Need an index-based lookup without a list? Dictionaries can fake it.

items = {0: "apple", 1: "banana", 2: "cherry"} 
for i in range(len(items)): 
    print(items[i])

It works, but it’s awkward — like using a spoon to cut steak.
Still, dictionaries shone when my “list” actually had named meaning:

user = {"name": "Alice", "age": 30}

I realized I often thought I needed a list when what I really needed was a mapping.

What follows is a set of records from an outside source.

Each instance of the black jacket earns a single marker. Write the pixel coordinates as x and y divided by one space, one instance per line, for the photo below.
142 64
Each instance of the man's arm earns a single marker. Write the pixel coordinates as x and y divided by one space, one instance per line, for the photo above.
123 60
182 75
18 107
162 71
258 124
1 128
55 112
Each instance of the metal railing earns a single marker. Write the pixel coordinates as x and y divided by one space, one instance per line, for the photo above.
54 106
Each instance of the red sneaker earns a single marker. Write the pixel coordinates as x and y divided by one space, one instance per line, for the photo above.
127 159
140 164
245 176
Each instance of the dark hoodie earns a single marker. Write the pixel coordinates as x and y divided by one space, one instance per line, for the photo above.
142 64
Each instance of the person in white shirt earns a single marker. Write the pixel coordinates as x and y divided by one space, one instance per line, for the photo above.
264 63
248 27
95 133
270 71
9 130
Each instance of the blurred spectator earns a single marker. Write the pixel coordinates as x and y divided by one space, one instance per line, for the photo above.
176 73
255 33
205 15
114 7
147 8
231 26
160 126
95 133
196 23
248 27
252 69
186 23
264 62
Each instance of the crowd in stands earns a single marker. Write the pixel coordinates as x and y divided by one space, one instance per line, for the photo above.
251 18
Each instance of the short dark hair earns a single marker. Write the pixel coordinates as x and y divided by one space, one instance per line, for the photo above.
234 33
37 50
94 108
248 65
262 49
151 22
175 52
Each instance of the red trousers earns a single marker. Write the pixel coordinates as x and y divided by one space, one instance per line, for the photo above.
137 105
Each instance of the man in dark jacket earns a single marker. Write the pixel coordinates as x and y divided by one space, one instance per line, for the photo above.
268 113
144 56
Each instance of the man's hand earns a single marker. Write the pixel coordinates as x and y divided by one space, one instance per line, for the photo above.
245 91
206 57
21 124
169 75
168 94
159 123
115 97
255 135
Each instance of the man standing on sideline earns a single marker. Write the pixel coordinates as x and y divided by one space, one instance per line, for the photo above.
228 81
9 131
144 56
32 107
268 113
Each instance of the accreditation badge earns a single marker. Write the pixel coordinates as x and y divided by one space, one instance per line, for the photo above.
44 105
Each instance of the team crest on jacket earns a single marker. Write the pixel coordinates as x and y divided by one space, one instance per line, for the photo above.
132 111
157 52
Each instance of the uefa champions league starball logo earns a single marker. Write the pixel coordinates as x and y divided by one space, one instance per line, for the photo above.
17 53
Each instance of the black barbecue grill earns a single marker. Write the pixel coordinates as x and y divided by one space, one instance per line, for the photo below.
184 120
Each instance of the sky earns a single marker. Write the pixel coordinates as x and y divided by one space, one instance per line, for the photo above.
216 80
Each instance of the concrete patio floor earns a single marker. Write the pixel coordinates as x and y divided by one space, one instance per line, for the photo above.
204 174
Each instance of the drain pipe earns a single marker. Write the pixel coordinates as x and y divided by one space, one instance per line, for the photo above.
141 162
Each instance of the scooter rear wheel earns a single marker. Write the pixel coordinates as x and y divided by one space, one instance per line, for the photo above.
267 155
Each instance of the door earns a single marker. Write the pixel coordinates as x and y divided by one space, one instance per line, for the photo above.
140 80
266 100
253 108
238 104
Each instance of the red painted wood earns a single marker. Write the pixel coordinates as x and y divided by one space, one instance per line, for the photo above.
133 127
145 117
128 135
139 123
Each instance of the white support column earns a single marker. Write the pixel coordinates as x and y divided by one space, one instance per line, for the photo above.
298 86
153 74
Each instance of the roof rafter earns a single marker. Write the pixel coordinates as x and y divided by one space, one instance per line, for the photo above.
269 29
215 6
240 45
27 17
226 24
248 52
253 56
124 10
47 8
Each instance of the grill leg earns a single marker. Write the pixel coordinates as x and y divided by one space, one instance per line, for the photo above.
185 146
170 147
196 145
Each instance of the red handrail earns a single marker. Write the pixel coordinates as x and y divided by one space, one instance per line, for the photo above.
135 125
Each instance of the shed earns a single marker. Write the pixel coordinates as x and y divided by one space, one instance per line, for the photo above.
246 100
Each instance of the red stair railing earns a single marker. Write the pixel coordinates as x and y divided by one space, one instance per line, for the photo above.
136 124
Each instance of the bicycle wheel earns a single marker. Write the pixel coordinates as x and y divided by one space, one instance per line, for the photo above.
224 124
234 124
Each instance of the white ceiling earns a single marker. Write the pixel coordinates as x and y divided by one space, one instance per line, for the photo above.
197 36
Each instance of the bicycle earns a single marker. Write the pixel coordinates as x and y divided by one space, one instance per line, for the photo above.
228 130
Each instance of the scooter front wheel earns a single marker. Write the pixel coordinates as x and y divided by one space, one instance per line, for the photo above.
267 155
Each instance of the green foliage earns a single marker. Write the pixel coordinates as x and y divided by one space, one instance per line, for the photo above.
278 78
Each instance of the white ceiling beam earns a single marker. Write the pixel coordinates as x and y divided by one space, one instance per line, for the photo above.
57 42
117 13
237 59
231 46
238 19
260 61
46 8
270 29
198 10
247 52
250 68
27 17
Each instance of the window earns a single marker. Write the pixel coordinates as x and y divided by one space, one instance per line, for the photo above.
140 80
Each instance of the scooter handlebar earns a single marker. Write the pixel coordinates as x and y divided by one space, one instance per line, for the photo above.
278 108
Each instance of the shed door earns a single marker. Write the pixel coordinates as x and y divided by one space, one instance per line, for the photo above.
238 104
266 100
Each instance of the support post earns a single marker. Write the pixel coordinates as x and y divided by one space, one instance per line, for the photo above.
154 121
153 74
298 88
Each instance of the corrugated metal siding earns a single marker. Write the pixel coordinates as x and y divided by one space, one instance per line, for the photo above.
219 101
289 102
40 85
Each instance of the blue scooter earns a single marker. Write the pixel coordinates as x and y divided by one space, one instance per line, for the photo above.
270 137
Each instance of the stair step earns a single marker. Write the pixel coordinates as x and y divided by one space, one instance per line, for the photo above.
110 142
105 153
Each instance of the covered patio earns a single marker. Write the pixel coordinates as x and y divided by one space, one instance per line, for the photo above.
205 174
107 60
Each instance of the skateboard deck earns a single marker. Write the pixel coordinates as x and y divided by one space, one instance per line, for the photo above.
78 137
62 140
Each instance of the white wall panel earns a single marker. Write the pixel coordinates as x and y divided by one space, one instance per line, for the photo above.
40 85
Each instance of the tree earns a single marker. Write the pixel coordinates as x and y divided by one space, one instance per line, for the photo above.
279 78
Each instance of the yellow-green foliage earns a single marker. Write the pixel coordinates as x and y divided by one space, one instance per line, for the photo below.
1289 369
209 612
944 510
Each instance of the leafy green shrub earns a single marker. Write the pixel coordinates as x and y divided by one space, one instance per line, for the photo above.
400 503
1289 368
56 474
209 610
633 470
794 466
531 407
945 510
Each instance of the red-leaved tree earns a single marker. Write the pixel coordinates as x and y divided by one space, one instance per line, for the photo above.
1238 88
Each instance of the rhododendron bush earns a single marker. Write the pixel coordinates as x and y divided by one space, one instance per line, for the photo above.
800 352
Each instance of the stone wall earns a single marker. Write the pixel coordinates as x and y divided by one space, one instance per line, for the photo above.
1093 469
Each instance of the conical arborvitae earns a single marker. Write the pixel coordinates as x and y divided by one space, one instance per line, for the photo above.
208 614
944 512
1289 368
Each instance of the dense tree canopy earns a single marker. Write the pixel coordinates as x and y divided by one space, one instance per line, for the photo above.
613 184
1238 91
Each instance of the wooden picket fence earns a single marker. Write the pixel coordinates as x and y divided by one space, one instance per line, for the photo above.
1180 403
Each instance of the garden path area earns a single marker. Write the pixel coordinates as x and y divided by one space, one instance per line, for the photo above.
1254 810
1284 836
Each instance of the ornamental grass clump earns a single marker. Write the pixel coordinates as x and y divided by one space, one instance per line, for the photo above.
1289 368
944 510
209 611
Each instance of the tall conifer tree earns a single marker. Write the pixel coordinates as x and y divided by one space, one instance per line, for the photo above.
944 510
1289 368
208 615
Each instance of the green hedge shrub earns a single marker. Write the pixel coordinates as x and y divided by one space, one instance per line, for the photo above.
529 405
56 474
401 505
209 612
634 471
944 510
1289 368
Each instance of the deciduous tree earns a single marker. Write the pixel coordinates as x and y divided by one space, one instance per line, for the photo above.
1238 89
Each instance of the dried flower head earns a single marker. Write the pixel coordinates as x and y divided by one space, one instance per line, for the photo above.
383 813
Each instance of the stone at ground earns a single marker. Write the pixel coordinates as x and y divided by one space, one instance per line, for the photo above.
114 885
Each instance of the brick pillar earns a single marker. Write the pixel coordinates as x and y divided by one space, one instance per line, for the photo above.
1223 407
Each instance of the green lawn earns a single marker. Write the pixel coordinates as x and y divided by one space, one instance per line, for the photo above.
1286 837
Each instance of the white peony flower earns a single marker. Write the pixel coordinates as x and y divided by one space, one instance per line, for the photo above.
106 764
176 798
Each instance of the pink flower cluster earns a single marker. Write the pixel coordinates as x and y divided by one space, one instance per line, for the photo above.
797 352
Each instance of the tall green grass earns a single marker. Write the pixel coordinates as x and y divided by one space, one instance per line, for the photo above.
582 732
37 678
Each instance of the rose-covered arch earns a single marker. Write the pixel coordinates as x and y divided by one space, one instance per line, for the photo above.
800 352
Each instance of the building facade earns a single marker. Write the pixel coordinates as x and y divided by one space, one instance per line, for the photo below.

The Things I Missed the Most

By the end of the week, I had a running list (ironically, in my notebook) of what I missed most:

  1. Easy appending: Tuples require rebuilding, sets don’t preserve order.
  2. Slicing: There’s no painless way to take some_list[1:4] without a list.
  3. Sorting: Sets and dicts need extra steps to sort.
  4. Random access: Generators require full consumption to get to a specific index.

Unexpected Benefits

To my surprise, there were clear upsides:

  • Less memory usage: Generators and iterators avoid loading entire datasets into memory.
  • Better data modeling: Forced me to think about immutability, order, and uniqueness.
  • Cleaner separation of concerns: Instead of building one big list and mutating it, I broke problems into smaller, single-pass operations.

Would I Do It Again?

Absolutely — but not forever.
Lists are an incredibly versatile tool, and refusing to use them permanently would be silly. But now I choose lists intentionally rather than by reflex.

Here’s how I think about it now:

  • Use a list if you need ordered, mutable, indexable data.
  • Use a tuple if the data won’t change.
  • Use a set for fast membership checks and uniqueness.
  • Use a generator for large, one-pass sequences.
  • Use a dict for key-value mapping.

Final Thoughts

Going list-free for a week wasn’t just a gimmick — it changed how I approach problems.
I stopped thinking “Where do I store this?” and started thinking “How do I really need to store this?”

Sometimes the best way to appreciate your favorite tool is to take it away.